Recent polling has in fact confirmed that Trump, a particularly prominent “birther” in 2010 and 2011, is tapping into this constituency. According to Public Policy Polling, 66 percent of his supporters believe Obama is Muslim and 61 percent think he was not born in the United States. 

The Trumpists are our equivalent of Britain’s U.K. Independence Party (UKIP) and France’s National Front, both anti-immigrant, nationalist parties. . . . The critical difference between our nationalist faction and the European ones is that their parliamentary systems register them as “parties,” whereas our two-party model makes it harder to see that what we’re confronting truly is the rise of a new party. Provided, that is, the Republicans don’t sell their souls.
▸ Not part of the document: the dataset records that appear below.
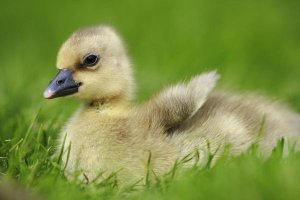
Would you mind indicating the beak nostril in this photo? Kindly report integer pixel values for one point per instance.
(60, 82)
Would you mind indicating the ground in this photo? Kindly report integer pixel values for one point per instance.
(254, 45)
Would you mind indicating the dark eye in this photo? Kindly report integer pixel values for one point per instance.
(90, 60)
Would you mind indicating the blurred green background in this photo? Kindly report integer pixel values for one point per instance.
(255, 45)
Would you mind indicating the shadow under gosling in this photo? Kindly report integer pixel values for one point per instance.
(108, 134)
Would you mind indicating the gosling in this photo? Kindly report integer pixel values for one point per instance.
(110, 135)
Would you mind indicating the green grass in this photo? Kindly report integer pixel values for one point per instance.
(255, 45)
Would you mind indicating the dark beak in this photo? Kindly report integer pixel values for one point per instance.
(62, 85)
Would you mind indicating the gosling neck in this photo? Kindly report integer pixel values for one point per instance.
(108, 103)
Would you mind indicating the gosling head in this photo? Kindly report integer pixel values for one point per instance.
(93, 65)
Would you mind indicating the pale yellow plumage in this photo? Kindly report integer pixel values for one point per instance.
(108, 134)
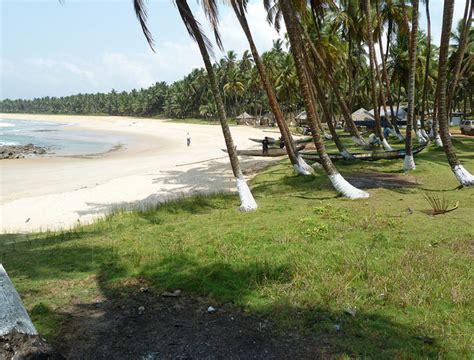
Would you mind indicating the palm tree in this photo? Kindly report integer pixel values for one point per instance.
(295, 38)
(297, 161)
(247, 201)
(427, 71)
(464, 29)
(373, 74)
(463, 176)
(409, 163)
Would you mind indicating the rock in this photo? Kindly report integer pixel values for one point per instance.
(350, 312)
(20, 151)
(175, 293)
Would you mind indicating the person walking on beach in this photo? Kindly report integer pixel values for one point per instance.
(282, 142)
(265, 143)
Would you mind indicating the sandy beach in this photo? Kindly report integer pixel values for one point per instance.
(154, 165)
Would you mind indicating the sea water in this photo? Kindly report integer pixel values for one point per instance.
(60, 139)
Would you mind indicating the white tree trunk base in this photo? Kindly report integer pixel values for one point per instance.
(13, 315)
(347, 155)
(386, 145)
(344, 188)
(464, 177)
(425, 135)
(409, 163)
(302, 168)
(359, 141)
(420, 137)
(247, 201)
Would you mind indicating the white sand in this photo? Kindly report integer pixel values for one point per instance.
(50, 193)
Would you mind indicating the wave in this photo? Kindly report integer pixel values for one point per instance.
(8, 143)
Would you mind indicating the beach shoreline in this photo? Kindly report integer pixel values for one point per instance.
(155, 165)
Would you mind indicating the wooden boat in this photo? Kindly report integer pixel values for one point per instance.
(272, 152)
(272, 141)
(366, 156)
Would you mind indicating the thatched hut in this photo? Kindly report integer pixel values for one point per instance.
(301, 118)
(362, 115)
(245, 119)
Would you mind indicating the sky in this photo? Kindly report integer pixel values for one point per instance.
(88, 46)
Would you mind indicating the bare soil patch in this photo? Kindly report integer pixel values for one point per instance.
(374, 179)
(145, 325)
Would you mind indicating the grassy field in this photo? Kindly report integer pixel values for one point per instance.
(306, 258)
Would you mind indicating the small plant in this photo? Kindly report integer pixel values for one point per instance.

If the Republicans can hang on to the convictions that make them the party of Lincoln, we ought to see the party split. For the good of the country, we should hope for it.
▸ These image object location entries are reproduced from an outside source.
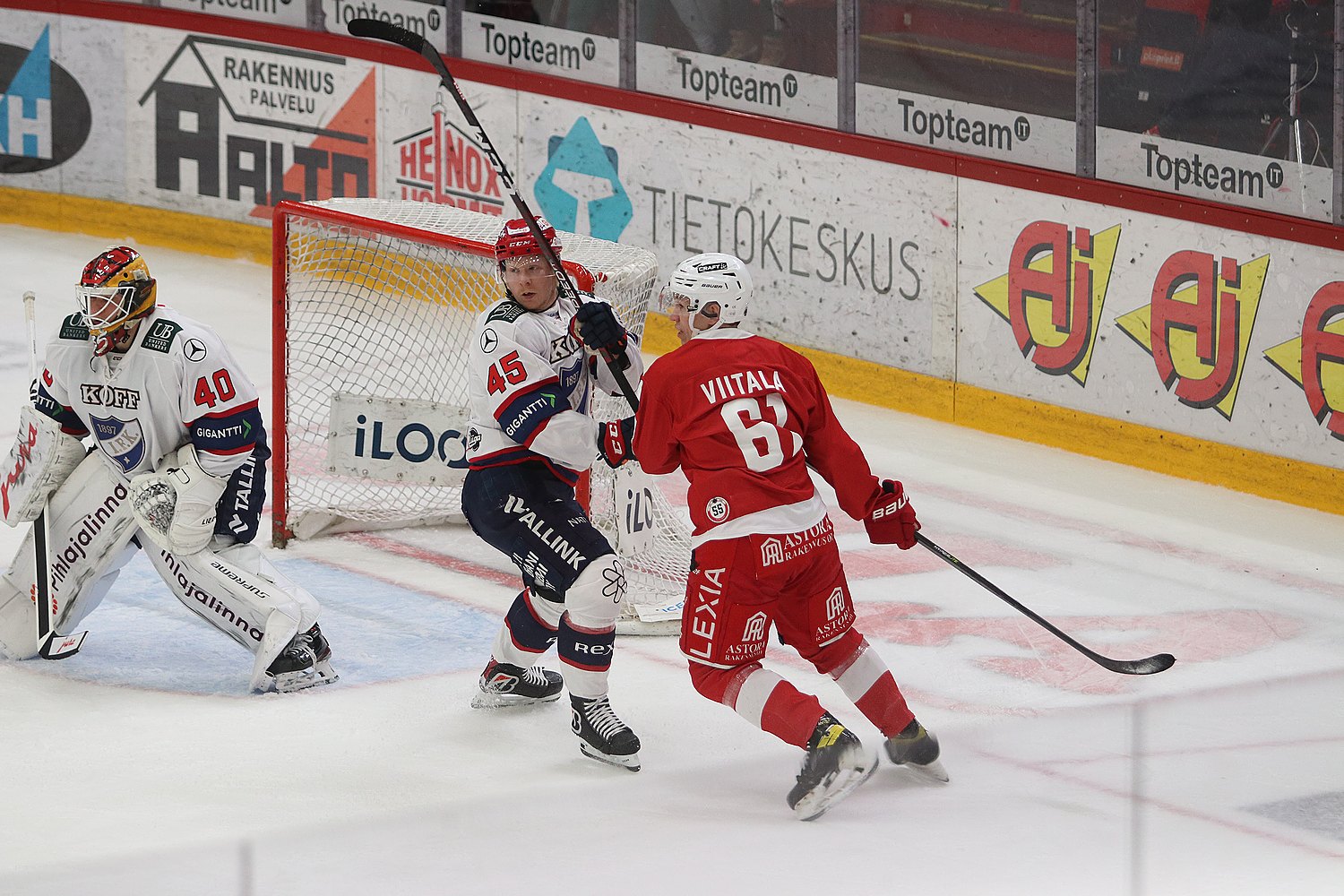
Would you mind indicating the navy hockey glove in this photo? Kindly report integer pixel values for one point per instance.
(615, 441)
(892, 520)
(601, 332)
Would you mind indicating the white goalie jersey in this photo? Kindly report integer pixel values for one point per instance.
(177, 383)
(531, 383)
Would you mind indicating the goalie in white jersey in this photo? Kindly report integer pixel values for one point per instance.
(179, 469)
(531, 379)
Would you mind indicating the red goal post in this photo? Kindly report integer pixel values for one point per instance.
(374, 303)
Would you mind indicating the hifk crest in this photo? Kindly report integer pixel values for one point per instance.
(123, 441)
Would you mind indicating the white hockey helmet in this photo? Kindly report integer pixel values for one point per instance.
(710, 277)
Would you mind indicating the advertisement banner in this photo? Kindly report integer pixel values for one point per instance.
(734, 83)
(62, 118)
(1201, 331)
(967, 128)
(849, 255)
(397, 440)
(228, 128)
(554, 51)
(273, 13)
(1218, 175)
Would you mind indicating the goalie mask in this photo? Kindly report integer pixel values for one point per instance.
(116, 289)
(710, 277)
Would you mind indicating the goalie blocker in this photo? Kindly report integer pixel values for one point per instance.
(93, 536)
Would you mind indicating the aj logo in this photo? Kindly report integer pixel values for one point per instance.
(1053, 295)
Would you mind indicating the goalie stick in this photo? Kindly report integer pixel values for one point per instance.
(50, 645)
(395, 34)
(1145, 667)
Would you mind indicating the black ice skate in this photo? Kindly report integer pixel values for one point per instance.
(917, 750)
(504, 684)
(602, 735)
(835, 766)
(306, 662)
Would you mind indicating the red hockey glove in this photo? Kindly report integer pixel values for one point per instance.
(596, 327)
(615, 441)
(892, 519)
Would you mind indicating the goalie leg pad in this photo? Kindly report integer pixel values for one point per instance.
(252, 608)
(40, 460)
(89, 525)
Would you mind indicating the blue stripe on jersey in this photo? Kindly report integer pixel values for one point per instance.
(69, 421)
(234, 433)
(524, 414)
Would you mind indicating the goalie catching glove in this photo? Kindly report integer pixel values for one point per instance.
(596, 325)
(615, 441)
(175, 505)
(40, 460)
(892, 520)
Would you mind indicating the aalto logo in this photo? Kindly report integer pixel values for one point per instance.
(45, 116)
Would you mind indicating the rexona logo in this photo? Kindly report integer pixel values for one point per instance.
(1199, 325)
(1053, 295)
(1316, 359)
(580, 188)
(257, 152)
(45, 116)
(443, 164)
(711, 85)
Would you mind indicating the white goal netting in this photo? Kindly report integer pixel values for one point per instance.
(374, 308)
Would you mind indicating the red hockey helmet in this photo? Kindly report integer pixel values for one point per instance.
(516, 239)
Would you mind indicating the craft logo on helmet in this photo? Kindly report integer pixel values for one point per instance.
(123, 441)
(448, 167)
(1054, 308)
(45, 116)
(1198, 327)
(297, 125)
(1314, 360)
(581, 190)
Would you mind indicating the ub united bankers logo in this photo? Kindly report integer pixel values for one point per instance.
(123, 441)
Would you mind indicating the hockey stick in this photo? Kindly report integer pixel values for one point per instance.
(395, 34)
(1145, 667)
(50, 645)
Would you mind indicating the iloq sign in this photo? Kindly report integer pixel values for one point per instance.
(397, 440)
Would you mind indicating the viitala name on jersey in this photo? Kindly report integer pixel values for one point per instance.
(513, 47)
(1193, 171)
(949, 126)
(711, 83)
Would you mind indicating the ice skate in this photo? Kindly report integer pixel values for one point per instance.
(917, 750)
(503, 684)
(835, 766)
(304, 664)
(602, 735)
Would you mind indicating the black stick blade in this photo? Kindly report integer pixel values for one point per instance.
(386, 31)
(1147, 667)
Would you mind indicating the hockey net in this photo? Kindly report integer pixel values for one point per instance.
(374, 306)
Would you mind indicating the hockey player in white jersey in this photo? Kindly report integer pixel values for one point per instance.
(532, 368)
(179, 469)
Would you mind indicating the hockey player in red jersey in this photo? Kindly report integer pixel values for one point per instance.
(744, 417)
(532, 371)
Two larger shifts in our sociopolitical landscape provide the framework necessary for understanding the Trumpists.

First, there is the dramatic movement of the United States toward becoming a majority-minority country, where no ethnic group is in the majority. . . . It is unsurprising that our clear movement in this direction should provoke resistance from those whose well-being, status and self-esteem are connected to historical privileges of “whiteness.”

Second, there is the Internet. Digital communications technologies have plainly enabled geographically dispersed people with niche interests to find one another and form communities.  . . . the first uses of the Internet to build political solidarity among those with fringe political interests emerged on the right. The Drudge Report started in 1994 and Free Republic in 1996.
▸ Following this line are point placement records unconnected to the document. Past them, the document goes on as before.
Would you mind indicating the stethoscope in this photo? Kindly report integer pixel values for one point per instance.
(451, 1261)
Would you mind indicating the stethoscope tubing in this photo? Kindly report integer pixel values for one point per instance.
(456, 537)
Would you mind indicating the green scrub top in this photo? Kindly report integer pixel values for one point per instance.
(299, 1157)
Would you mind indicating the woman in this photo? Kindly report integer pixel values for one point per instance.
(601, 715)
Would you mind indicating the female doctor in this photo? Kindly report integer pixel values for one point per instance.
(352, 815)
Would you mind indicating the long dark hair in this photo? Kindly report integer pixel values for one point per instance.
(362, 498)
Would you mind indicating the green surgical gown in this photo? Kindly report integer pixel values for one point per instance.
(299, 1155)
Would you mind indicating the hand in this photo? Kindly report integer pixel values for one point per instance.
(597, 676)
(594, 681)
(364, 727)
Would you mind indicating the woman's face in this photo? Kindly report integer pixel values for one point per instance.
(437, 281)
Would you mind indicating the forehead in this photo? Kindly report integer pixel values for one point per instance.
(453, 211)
The real story, then, is not about this or that candidate but about precisely how the realignment of U.S. public opinion away from the two major political parties will shake out and about who or what the major parties will sell down the river while trying to save themselves as the “big tents” they need to be to win elections. And the burning question inside this story is whether our two-party system can survive the digital era. Or, perhaps better, how to ensure that it doesn’t so that we can save our center-right party, the Republicans, for the center.

1 comment:

Stephen said...

If the Republican party was ever "the party of Lincoln," it ceased to be when to secure the White House for Rutherford B. Hayes (the first president who had received a minority of the popular vote), the Republicans agreed to end Reconstruction (Southern strategy I).

OK, Theodore Roosevelt was in some ways a progressive, though also a raving imperialist, but Eisenhower overthrew democratically elected governments of Iran and Guatemala (fallout from both continues!), did not challenge Joe McCarthy, and only with great reluctance enforced the unanimous Supreme Court decision to desegregate schools in the South. Reagan pioneered rejection of "reality-based policy-making" (and with his vice-president committed high crimes in Iran-contragate, as well as cutting taxes while increasing expenditures, not least military ones). Etc.